// blog / 2026-02-17

AI Coding Agents Are Fast. They Are Also Confidently Wrong.

by Tommy

#ai_coding
#claude_code
#solo_dev
#debugging

AI coding agents are the reason one person can run a portfolio this size. I do not hand-write most of my code, I never have, and I am not precious about it. But anybody telling you these tools just build the thing for you is selling something. They are fast, and they are confidently, fluently wrong on a regular basis. The whole job now lives in the gap between those two facts.

Let me make that concrete with actual scars from actual projects.

The wrong environment. An agent wrote a database migration and I ran it against the wrong project. Two projects, two databases, and the SQL went into the one it had no business touching. It happened to do no real damage, because the migration only created tables if they did not already exist, so it just left a few orphan tables sitting in a project that never asked for them. The lesson landed hard anyway. The agent has no idea which environment you are looking at. You do. Check the project name at the top of the screen every single time before you run anything, because the tool will not catch this one for you.

The build-time trap. A static frontend freezes its environment variables in at build time and ignores whatever you change later at runtime. I changed some values, redeployed, and the live site kept using the old ones, because they were baked into a build from before the change. Everything I could see was correct. The live build was just frozen in the past. Calling that a bug would be generous. That is how the thing works, and an agent will cheerfully help you change those values without ever mentioning the change will not take effect the way you expect.

The redirect loop is the one that actually taught me something structural. An agent added HTTPS and canonical-host redirect logic to a site’s middleware. It wrote that logic as if the app received public traffic directly. It does not. It sits behind a proxy that rewrites the host and the protocol before the app ever sees the request. So the redirect logic compared against the wrong values, decided every single request needed redirecting, and put the site into an infinite loop. The site went down.

Here is the part that stuck with me. The agent reported that work as verified. Its definition of verified was that the code compiled and the build passed. Neither of those things ever touches a live URL. The site was on fire and the report said success, and both of those were true at the same moment, because the verification step was checking something that had nothing to do with whether the site worked.

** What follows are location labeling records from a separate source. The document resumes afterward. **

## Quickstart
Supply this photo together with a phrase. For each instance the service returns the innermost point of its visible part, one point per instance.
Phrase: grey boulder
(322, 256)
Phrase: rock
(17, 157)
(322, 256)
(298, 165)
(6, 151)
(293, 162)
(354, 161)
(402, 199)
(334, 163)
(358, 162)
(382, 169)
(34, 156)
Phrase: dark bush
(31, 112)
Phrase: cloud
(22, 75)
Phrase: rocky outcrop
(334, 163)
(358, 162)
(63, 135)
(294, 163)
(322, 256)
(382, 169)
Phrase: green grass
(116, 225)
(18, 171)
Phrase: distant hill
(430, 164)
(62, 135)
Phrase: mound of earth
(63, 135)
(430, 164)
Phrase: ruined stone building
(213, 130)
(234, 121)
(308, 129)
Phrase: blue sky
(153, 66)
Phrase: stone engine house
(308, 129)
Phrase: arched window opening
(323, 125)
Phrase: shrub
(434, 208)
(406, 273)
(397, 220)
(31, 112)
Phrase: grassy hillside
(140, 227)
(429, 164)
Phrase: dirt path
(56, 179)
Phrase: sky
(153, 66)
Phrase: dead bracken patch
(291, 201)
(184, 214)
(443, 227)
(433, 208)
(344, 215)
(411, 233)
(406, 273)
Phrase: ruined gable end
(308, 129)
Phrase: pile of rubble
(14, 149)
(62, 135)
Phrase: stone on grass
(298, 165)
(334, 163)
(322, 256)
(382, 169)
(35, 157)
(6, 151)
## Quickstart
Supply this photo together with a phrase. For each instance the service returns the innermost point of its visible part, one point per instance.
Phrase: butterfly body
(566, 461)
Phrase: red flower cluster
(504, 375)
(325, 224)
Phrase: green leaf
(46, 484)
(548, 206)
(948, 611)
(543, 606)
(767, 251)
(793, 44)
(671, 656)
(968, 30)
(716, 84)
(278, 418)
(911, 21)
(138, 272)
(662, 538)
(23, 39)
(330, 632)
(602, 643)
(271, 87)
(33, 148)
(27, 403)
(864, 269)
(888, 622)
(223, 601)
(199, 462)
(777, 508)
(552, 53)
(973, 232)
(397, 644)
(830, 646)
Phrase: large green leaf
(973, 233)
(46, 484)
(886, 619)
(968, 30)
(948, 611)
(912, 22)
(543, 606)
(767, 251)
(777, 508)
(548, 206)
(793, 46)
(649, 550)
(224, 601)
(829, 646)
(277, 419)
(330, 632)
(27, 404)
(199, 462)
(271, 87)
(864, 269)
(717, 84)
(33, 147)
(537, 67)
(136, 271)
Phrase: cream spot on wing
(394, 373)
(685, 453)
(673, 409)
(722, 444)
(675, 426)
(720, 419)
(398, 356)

That turned into a rule I do not break anymore. A check that never hits the live thing only tells you the code compiled, and I stopped treating a green build as evidence of anything except a green build. Anything that can change an HTTP response, middleware, redirects, headers, gets a mandatory hit against the real domain after it deploys, and a green build alone proves nothing. On a good day that build is the starting line.

The rest of the failure modes are quicker to list, because they rhyme. Agents assume patterns that are not in your project, a database table that does not exist in your schema, the file layout of a framework you are not even using. They redesign buttons you specifically told them to leave alone. They cite docs from two versions ago. They add features nobody asked for and call it initiative.

The fix is boring, and it is the actual engineering work now. Better prompts and tighter constraints. Role, context, the exact files in play, a hard list of what not to touch, the current stack, real acceptance criteria, and verification steps that check the live result. Hand an agent a vague prompt and you get chaos at high speed. Hand it a precise one and you get real leverage. It is exactly as good as the constraints you give it and not one notch better.

So I hold both ideas at once, because both are true every single day. These tools are a genuine superpower, the only reason a one-person portfolio works at all. They will also look you in the eye and tell you the site is fine while it is down. Lean on the first idea alone and you will get burned. Lean on the second alone and you will move too slow to matter. The skill is keeping a hand on both.